L’esperienza principale di Alexander Gardner, quella con cui si formò come fotografo, fu indubbiamente la Guerra di Secessione.
Ma a differenza delle foto di guerra (diciamo piuttosto forzate o edulcorate) scattate da Roger Fenton sul fronte di Crimea, quelle di Gardner erano reali.
Terrificanti nella loro crudezza per la cultura visiva dell’epoca, diremmo quasi macabre.
Il suo libro, “Gardern’s two-volume Photographic Sketchbook of the War”, (ovvero la guerra civile), venne pubblicato nel 1866.
Non solo foto di guerra
L’anno seguente documentò la costruzione dell’“Union Pacific Railroad”.
Documentò anche l’esecuzione dei cospiratori contro Lincoln e il funerale di quest’ultimo.
Inoltre, decise di creare una raccolta di fotografie di criminali condannati, per le forze di polizia di Washington.
Va aggiunto, che, tra le immagini reali della guerra, alcune sembrano essere leggermente forzate.
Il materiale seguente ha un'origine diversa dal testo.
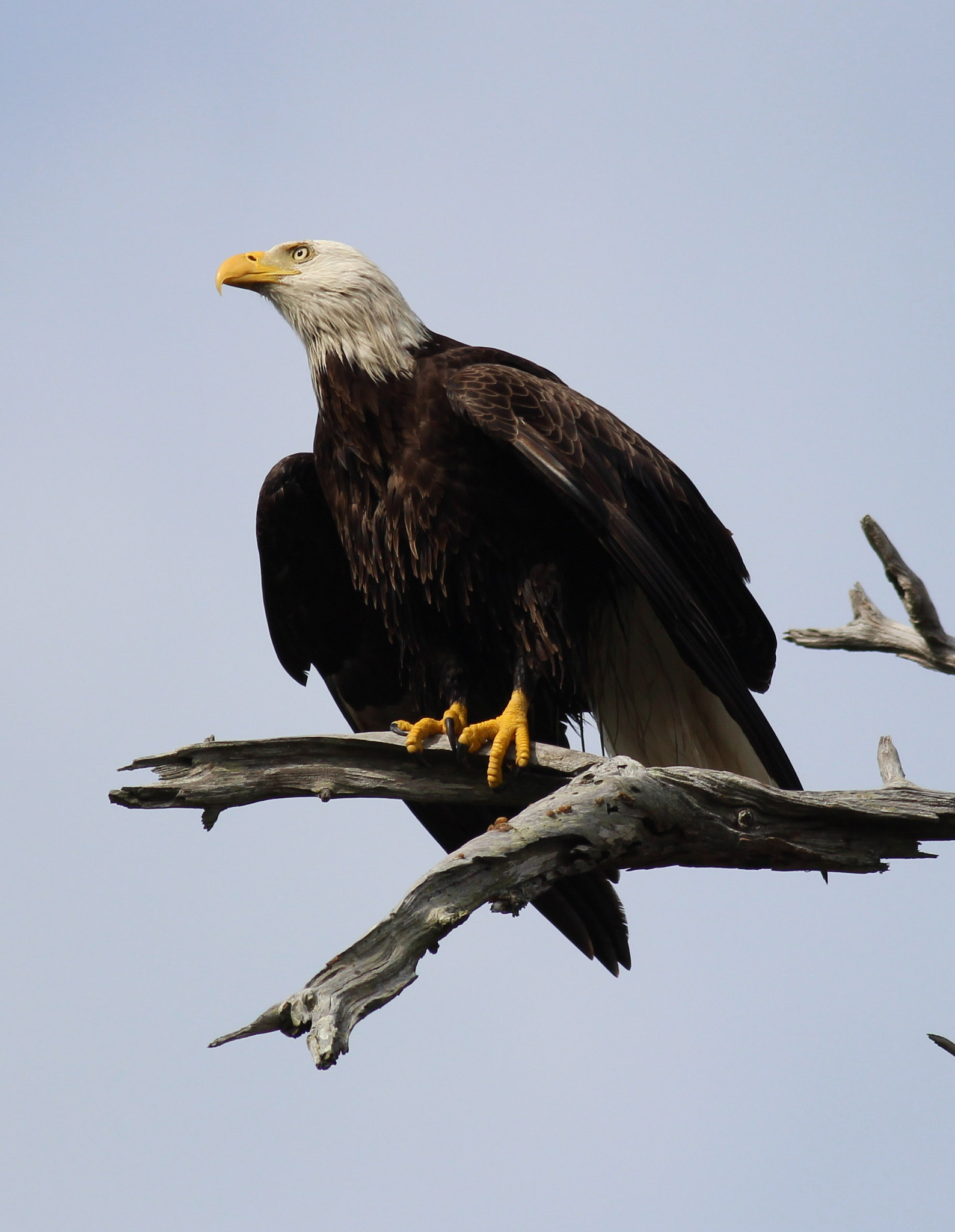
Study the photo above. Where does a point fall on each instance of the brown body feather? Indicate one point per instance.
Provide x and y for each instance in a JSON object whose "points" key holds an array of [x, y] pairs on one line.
{"points": [[476, 523]]}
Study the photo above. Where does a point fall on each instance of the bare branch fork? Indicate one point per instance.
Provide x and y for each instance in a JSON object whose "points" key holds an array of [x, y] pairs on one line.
{"points": [[570, 812], [924, 641]]}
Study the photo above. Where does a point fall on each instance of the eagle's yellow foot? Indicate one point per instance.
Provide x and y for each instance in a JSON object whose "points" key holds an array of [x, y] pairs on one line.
{"points": [[511, 727], [453, 722]]}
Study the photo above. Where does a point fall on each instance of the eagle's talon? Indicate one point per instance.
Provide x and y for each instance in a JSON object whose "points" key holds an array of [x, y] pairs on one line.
{"points": [[451, 722], [506, 730]]}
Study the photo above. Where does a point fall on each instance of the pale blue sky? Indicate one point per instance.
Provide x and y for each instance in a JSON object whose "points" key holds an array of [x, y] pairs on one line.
{"points": [[731, 223]]}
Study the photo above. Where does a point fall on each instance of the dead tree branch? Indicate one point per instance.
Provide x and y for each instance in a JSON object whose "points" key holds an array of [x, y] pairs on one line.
{"points": [[613, 815], [217, 775], [924, 641]]}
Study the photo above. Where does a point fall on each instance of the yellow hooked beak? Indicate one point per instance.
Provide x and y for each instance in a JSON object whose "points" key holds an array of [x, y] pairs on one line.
{"points": [[248, 270]]}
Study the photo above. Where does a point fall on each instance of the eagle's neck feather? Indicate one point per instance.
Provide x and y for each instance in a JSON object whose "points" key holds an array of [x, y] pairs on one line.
{"points": [[355, 316]]}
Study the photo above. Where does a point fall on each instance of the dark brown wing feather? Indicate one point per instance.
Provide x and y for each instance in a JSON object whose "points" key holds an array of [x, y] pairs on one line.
{"points": [[654, 524], [316, 617]]}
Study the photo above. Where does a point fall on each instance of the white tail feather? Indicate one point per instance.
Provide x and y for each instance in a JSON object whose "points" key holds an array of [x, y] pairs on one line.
{"points": [[651, 706]]}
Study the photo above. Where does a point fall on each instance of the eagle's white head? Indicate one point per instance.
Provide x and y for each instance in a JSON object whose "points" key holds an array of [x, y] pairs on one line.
{"points": [[339, 303]]}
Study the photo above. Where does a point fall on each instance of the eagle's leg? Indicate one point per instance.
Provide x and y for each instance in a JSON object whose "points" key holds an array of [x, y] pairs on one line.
{"points": [[453, 722], [508, 728]]}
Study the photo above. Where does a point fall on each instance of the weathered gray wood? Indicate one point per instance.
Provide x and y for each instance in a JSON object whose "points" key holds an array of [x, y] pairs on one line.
{"points": [[613, 815], [924, 641], [224, 774]]}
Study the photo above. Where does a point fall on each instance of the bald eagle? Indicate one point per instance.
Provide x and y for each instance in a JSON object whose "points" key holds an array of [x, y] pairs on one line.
{"points": [[473, 547]]}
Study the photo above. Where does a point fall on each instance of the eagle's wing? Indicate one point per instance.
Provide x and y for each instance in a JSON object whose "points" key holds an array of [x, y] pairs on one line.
{"points": [[317, 617], [652, 523]]}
Questa è un’ulteriore prova che, mentre la macchina fotografica, non mente, la persona dietro di essa può farlo!
Gardner alla Battaglia di Gettysburg
Ad esempio: Gardner arrivò sulla scena decisiva della cruenta Battaglia di Gettysburg (giunse però due giorni dopo che era stato combattuta).
Trovò però una perfetta location per scattare la famosa foto titolata “Home of a rebel sharpshooter” (traduzione: La postazione di un cecchino).
Tuttavia, prima di scattare le foto, trascinò il corpo di un confederato (che si trovava a circa trenta metri dal set), lo posizionò nel punto giusto per comporre l’inquadratura.
E arrivo addirittura a girargli la testa verso l’obiettivo per rendere l’immagine più netta e impressionante.
Gardner scrisse:
Il diciannove Novembre, l’artista partecipò alla consacrazione del cimitero di Gettysburg, e visitò nuovamente la “Casa del cecchino”.
Il moschetto arrugginito dalle molte tempeste, era ancora appoggiato contro la roccia, e l’ossatura del soldato laico posava indisturbata sull’uniforme rovinata , così come la fredda morte si era posata quattro mesi prima sul corpo.
Nessuno di coloro che andava su e giù per i campi per seppellire i morti, lo aveva trovato.
“Scomparso”, era tutto ciò che si sarebbe saputo di lui, e una madre potrebbe essere ancora in attesa del ritorno del suo ragazzo, le cui ossa sconosciute e sole, giacciono, tra le rocce di Gettysburg.
Belle parole, in aggiunta al dramma.
Ma difficilmente credibili. I cacciatori di souvenir avrebbero rimosso il fucile in pochi giorni.
In ogni caso, l’arma nella fotografia non era quella utilizzata da un tiratore scelto.
Potrebbe essere stata proprio di Gardner.
I falsi di Alexander Gardner
William Frassanito ha studiato accuratamente questa “falsa” fotografia nel suo libro “Gettysburg: un viaggio nel tempo” (1975)
La fotocamera può quindi mentire? Bene, grazie alla rapida crescita della fotografia, quasi tutto è possibile!
Ma che cosa lo era nel passato? Come ogni artista, un fotografo potrebbe voler ritrarre una certa emozione, evocare una particolare reazione, esprimere un suo pensiero.
L’obiettivo vede ciò che vede, ma ciò che appare è inevitabilmente soggettivo.
E nel leggere gli appunti di Gardner che accompagnano le sue mostra di fotografie, è evidente che non solo l’immagine, ma anche l’opera può influenzare la nostra percezione delle cose.
Molte delle immagini Gardners erano stereoscopiche.